Помощник кивнул и, согнувшись еще ниже, задом отошел в сторону. Хозяин обоза вновь сомкнул очи.

Как и ожидал молодой кузнец, до вечера ему справиться не удалось. Вон уж и солнце закатилось. Торговец давно на боковой почивает. Старшой помощник пряную лепешку лопает. Охранители у костерка вином балуются, на кузнеца поглядывают, что-то на своей тарабарщине молвят да посмеиваются. А Цвету еще три коня подковать надобно. Эх, друзья-приятели никак уже с девками через огнище скачут, скоро венки станут ловить да по лесам с молодицами разбредутся, а он тут… Эх… Вот бы папарать-цвет сыскать! Уж тогда бы он зажил! Уж тогда бы он никак не меньше старосты сделался…

Вдруг недалече раздался протяжный волчий вой. У края стойбища мелькнуло нечто огромное и снова нырнуло во тьму. Сердце Цвета дрогнуло. Стражники что-то закричали. Торговец резко сел, пытаясь вникнуть в происходящее еще мутным ото сна сознанием. Цвет же шарил настороженным взором по стойбищу. И сильно пожалел, когда отыскал-таки незваного гостя. Лишь невероятное усилие молодого кузнеца сдержало рвотный позыв — тело помощника безвольно сползало на землю по краю телеги… без головы! Рука все еще сжимала недоеденную лепешку. Гигантский рыжий волчара вдвое, а то и втрое крупнее обычного волка с громким хрустом разжевывал добычу…

Селяне всегда считали Цвета неповоротливым и нерасторопным, но нынче он со скоростью резвого скакуна и ловкостью кошки, не помня себя от страха, оказался на самой макушке ближайшей сосны. То ли от ужаса, то ли по глупости, но молодой кузнец так и не смог сомкнуть век. Он видел все…
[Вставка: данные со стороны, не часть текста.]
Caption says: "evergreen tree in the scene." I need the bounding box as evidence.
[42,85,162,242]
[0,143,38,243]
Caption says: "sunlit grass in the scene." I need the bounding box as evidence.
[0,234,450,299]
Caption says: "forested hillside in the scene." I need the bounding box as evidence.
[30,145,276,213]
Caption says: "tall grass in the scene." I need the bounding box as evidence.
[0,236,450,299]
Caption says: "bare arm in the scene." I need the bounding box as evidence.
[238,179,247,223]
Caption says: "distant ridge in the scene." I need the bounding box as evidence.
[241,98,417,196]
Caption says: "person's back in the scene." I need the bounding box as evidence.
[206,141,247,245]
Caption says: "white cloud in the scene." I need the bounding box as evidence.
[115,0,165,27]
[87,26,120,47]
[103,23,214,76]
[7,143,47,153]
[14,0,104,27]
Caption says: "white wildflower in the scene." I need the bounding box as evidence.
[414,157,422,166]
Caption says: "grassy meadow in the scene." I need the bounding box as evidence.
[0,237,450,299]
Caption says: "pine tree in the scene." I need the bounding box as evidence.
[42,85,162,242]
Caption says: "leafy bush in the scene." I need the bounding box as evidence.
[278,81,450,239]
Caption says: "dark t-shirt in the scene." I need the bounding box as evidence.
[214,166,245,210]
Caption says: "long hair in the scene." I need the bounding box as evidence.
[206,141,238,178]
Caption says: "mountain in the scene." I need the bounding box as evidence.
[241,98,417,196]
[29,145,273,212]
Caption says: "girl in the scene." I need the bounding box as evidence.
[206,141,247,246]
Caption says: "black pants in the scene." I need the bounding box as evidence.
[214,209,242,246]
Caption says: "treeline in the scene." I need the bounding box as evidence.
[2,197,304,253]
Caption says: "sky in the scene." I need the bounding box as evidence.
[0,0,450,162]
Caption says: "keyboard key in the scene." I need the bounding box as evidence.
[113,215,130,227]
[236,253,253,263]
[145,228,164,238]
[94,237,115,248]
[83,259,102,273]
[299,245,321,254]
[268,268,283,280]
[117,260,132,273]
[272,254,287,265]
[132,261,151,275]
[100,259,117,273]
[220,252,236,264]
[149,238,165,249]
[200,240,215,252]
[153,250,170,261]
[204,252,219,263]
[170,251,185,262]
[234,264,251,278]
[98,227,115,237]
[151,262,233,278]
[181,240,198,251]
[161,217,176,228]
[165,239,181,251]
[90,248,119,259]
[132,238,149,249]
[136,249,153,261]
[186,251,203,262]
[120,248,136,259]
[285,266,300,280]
Видел, как охранители скопом кинулись на лютого зверя, а затем один за одним полегли, не сумев противостоять стальным клыкам да мощным лапам.
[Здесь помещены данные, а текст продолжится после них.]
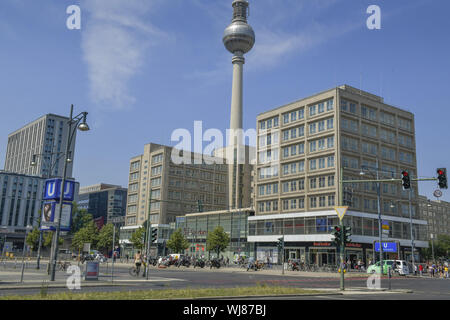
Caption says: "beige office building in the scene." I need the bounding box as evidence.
[125,143,232,226]
[249,85,427,264]
[419,196,450,240]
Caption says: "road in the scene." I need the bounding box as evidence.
[0,263,450,300]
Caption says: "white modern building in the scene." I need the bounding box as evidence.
[4,114,77,177]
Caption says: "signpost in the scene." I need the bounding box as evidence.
[334,206,348,290]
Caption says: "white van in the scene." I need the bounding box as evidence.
[395,260,409,276]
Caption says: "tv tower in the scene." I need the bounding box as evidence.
[222,0,255,208]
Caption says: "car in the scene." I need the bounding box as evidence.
[367,260,394,274]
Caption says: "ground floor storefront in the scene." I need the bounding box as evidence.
[253,241,428,269]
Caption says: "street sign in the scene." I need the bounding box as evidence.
[433,189,442,198]
[375,242,397,252]
[41,201,72,231]
[44,179,75,201]
[334,206,348,220]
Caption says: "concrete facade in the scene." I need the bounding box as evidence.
[5,114,76,177]
[253,85,428,261]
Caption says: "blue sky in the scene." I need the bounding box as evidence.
[0,0,450,201]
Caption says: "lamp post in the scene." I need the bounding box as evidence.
[20,225,33,283]
[50,104,89,281]
[30,152,63,270]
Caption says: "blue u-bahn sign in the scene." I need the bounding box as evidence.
[44,179,75,201]
[375,242,398,252]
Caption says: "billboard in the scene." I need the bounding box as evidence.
[375,242,398,252]
[41,201,72,231]
[44,179,75,201]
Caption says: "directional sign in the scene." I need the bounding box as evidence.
[375,242,397,252]
[44,178,75,201]
[334,206,348,220]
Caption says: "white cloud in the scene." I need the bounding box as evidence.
[82,0,170,109]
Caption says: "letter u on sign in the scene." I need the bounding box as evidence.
[47,182,56,197]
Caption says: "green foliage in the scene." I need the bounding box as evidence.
[130,227,145,250]
[422,234,450,260]
[26,227,40,251]
[72,221,98,250]
[69,202,93,234]
[167,228,190,253]
[206,226,230,257]
[97,223,119,252]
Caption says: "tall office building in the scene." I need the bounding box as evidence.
[419,196,450,240]
[249,85,428,265]
[125,143,227,226]
[5,114,76,177]
[77,183,127,227]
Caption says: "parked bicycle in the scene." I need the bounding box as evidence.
[56,261,71,271]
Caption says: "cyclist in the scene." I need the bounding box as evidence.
[134,251,142,276]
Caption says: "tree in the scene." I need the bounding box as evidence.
[72,221,98,251]
[130,227,145,250]
[97,223,119,252]
[421,234,450,260]
[206,226,230,258]
[167,228,190,253]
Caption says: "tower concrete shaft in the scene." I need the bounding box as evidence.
[222,0,255,208]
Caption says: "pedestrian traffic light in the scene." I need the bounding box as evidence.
[197,200,203,212]
[277,237,284,251]
[332,226,341,248]
[152,228,158,242]
[437,168,448,189]
[343,227,352,244]
[402,170,411,190]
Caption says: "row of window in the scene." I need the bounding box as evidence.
[341,99,412,131]
[258,195,335,213]
[259,116,279,130]
[283,99,333,124]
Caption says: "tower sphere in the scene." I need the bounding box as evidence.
[222,21,255,53]
[222,0,255,53]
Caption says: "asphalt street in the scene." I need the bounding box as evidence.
[0,262,450,300]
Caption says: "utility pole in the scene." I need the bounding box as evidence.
[339,166,345,290]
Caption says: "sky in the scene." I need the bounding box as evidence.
[0,0,450,201]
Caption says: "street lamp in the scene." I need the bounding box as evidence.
[50,104,89,281]
[30,152,63,270]
[20,225,33,283]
Видел, как с невероятной быстротой и бесстрашием торговец выхватил саблю и сражался да как волколак дожирал его с особым смаком.

Видел, как нечистик поднял запачканную в чужой крови морду и оскалился, точно усмехнулся, а затем исчез среди деревьев.


* * *

Трое подлетков остались без пары. Они не поймали венков, да и не созрели еще с девицами папарать-цвет искать. Но не сетовали. Проводив взглядом молодцев, подлетки что-то горячо обсуждали. Милава не стремилась выяснять — навряд ли что страшнее, чем перелезть через двенадцать огородов, дабы сбылось сокровенное желание, — и побрела в деревню. Авось все ж удастся оградить и дом старосты от чар ведьмарки. Ворожея ступала неслышно, даже листочки от ночного ветра-тихушника шумели сильнее.

— Как ты хороша! — послышался чей-то восхищенный шепот слева.

Милава замерла, пригляделась — благо ель надежно ее скрывала: на полянке сидели двое.

— Да и ты мне сразу приглянулся, — негромко промурлыкала в ответ девица, теснее прижимаясь к парню.

— Дозволь примкнуть к твоим устам, — попросил молодец.

— Примкни, — тихонько хохотнула пригожуня.

— Точно мед липовый, — задыхаясь, произнес молодец и обвил руками тонкий стан светловолосой девицы.

— И мне такие ласки по сердцу.

На том разговор утонул в стонах и всхлипах. Милава не хотела ни мешать, ни тем паче осуждать пару, оттого попятилась, дабы незамеченной обогнуть полюбовников стволов за пять. Но только сделала шаг назад, как ночную тишину прорезал девичий визг:

— Вот ты где!

— Ружа? — испуганно выдавил молодец.